RE: [PATCH v6 5/5] KVM: selftests: Allowing running dirty_log_perf_test on specific CPUs

From: Wang, Wei W
Date: Thu Oct 27 2022 - 08:04:28 EST


On Wednesday, October 26, 2022 11:44 PM, Sean Christopherson wrote:
> > I think it would be better to do the thread pinning at the time when
> > the thread is created by providing a pthread_attr_t attr, e.g. :
> >
> > pthread_attr_t attr;
> >
> > CPU_SET(vcpu->pcpu, &cpu_set);
> > pthread_attr_setaffinity_np(&attr, sizeof(cpu_set_t), &cpu_set);
> > pthread_create(thread, attr,...);
> >
> > Also, pinning a vCPU thread to a pCPU is a general operation which
> > other users would need. I think we could make it more general and put
> > it to kvm_util.
>
> We could, but it taking advantage of the pinning functionality would require
> plumbing a command line option for every test,

I think we could make this "pinning" be optional (no need to force everyone
to use it).

> or alternatively adding partial
> command line parsing with a "hidden" global struct to kvm_selftest_init(),
> though handling error checking for a truly generic case would be a mess. Either
> way, extending pinning to other tests would require non-trivial effort, and can be
> done on top of this series.
>
> That said, it's also trival to extract the pinning helpers to common code, and I
> can't think of any reason not to do that straightaway.
>
> Vipin, any objection to squashing the below diff with patch 5?
>
> > e.g. adding it to the helper function that I'm trying to create
>
> If we go this route in the future, we'd need to add a worker trampoline as the
> pinning needs to happen in the worker task itself to guarantee that the pinning
> takes effect before the worker does anything useful. That should be very
> doable.

The alternative way is the one I shared before, using this:

/* Thread created with attribute ATTR will be limited to run only on
the processors represented in CPUSET. */
extern int pthread_attr_setaffinity_np (pthread_attr_t *__attr,
size_t __cpusetsize,
const cpu_set_t *__cpuset)

Basically, the thread is created on the pCPU as user specified.
I think this is better than "creating the thread on an arbitrary pCPU
and then pinning it to the user specified pCPU in the thread's start routine".

>
> I do like the idea of extending __vcpu_thread_create(), but we can do that once
> __vcpu_thread_create() lands to avoid further delaying this series.

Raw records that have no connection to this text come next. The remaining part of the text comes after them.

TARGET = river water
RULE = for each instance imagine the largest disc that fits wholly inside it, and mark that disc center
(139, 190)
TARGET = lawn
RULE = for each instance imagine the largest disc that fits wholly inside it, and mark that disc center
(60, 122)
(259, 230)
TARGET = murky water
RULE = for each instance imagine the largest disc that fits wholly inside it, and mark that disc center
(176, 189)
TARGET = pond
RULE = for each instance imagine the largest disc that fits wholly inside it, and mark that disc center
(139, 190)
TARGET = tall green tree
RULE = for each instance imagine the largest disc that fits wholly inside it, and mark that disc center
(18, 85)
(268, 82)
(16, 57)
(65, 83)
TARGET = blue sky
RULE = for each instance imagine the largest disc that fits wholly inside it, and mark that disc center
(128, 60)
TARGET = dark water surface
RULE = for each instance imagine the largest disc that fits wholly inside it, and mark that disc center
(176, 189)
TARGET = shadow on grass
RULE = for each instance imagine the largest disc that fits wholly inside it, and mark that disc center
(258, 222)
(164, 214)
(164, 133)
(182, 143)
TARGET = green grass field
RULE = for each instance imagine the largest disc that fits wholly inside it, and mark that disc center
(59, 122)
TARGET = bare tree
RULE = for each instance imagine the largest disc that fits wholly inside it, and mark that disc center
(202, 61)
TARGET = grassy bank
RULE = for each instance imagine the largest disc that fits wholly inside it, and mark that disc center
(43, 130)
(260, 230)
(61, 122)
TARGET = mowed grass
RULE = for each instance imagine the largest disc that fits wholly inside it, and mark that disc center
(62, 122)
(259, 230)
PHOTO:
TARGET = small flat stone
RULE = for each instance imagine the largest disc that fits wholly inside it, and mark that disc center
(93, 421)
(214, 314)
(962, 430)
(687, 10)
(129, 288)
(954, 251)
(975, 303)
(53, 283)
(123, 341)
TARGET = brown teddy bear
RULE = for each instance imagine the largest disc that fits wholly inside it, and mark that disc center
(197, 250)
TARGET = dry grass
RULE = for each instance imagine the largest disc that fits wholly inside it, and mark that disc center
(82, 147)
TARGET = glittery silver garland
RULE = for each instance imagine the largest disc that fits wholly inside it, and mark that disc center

Sounds good. I can move some of those to vcpu_thread_create() once it's ready later.

> struct perf_test_args {
> @@ -43,8 +41,12 @@ struct perf_test_args {
> bool nested;
> /* True if all vCPUs are pinned to pCPUs */
> bool pin_vcpus;
> + /* The vCPU=>pCPU pinning map. Only valid if pin_vcpus is true. */
> + uint32_t vcpu_to_pcpu[KVM_MAX_VCPUS];

How about putting the pcpu id to "struct kvm_vcpu"? (please see below code
posed to shows how that works). This is helpful when we later make this more generic,
as kvm_vcpu is used by everyone.

Probably we also don't need "bool pin_vcpus". We could initialize
pcpu_id to -1 to indicate that the vcpu doesn't need pinning (this is also what I meant
above optional for other users).

Put the whole changes together (tested and worked fine), FYI:

diff --git a/tools/testing/selftests/kvm/access_tracking_perf_test.c b/tools/testing/selftests/kvm/access_tracking_perf_test.c
index b30500cc197e..2829c98078d0 100644
--- a/tools/testing/selftests/kvm/access_tracking_perf_test.c
+++ b/tools/testing/selftests/kvm/access_tracking_perf_test.c
@@ -304,7 +304,7 @@ static void run_test(enum vm_guest_mode mode, void *arg)
int nr_vcpus = params->nr_vcpus;

vm = perf_test_create_vm(mode, nr_vcpus, params->vcpu_memory_bytes, 1,
- params->backing_src, !overlap_memory_access);
+ params->backing_src, !overlap_memory_access, NULL);

perf_test_start_vcpu_threads(nr_vcpus, vcpu_thread_main);

diff --git a/tools/testing/selftests/kvm/demand_paging_test.c b/tools/testing/selftests/kvm/demand_paging_test.c
index dcdb6964b1dc..e19c3ce32c62 100644
--- a/tools/testing/selftests/kvm/demand_paging_test.c
+++ b/tools/testing/selftests/kvm/demand_paging_test.c
@@ -286,7 +286,7 @@ static void run_test(enum vm_guest_mode mode, void *arg)
int r, i;

vm = perf_test_create_vm(mode, nr_vcpus, guest_percpu_mem_size, 1,
- p->src_type, p->partition_vcpu_memory_access);
+ p->src_type, p->partition_vcpu_memory_access, NULL);

demand_paging_size = get_backing_src_pagesz(p->src_type);

diff --git a/tools/testing/selftests/kvm/dirty_log_perf_test.c b/tools/testing/selftests/kvm/dirty_log_perf_test.c
index 35504b36b126..cbe7de28e094 100644
--- a/tools/testing/selftests/kvm/dirty_log_perf_test.c
+++ b/tools/testing/selftests/kvm/dirty_log_perf_test.c
@@ -132,6 +132,7 @@ struct test_params {
bool partition_vcpu_memory_access;
enum vm_mem_backing_src_type backing_src;
int slots;
+ char *pcpu_list;
};

static void toggle_dirty_logging(struct kvm_vm *vm, int slots, bool enable)
@@ -223,7 +224,8 @@ static void run_test(enum vm_guest_mode mode, void *arg)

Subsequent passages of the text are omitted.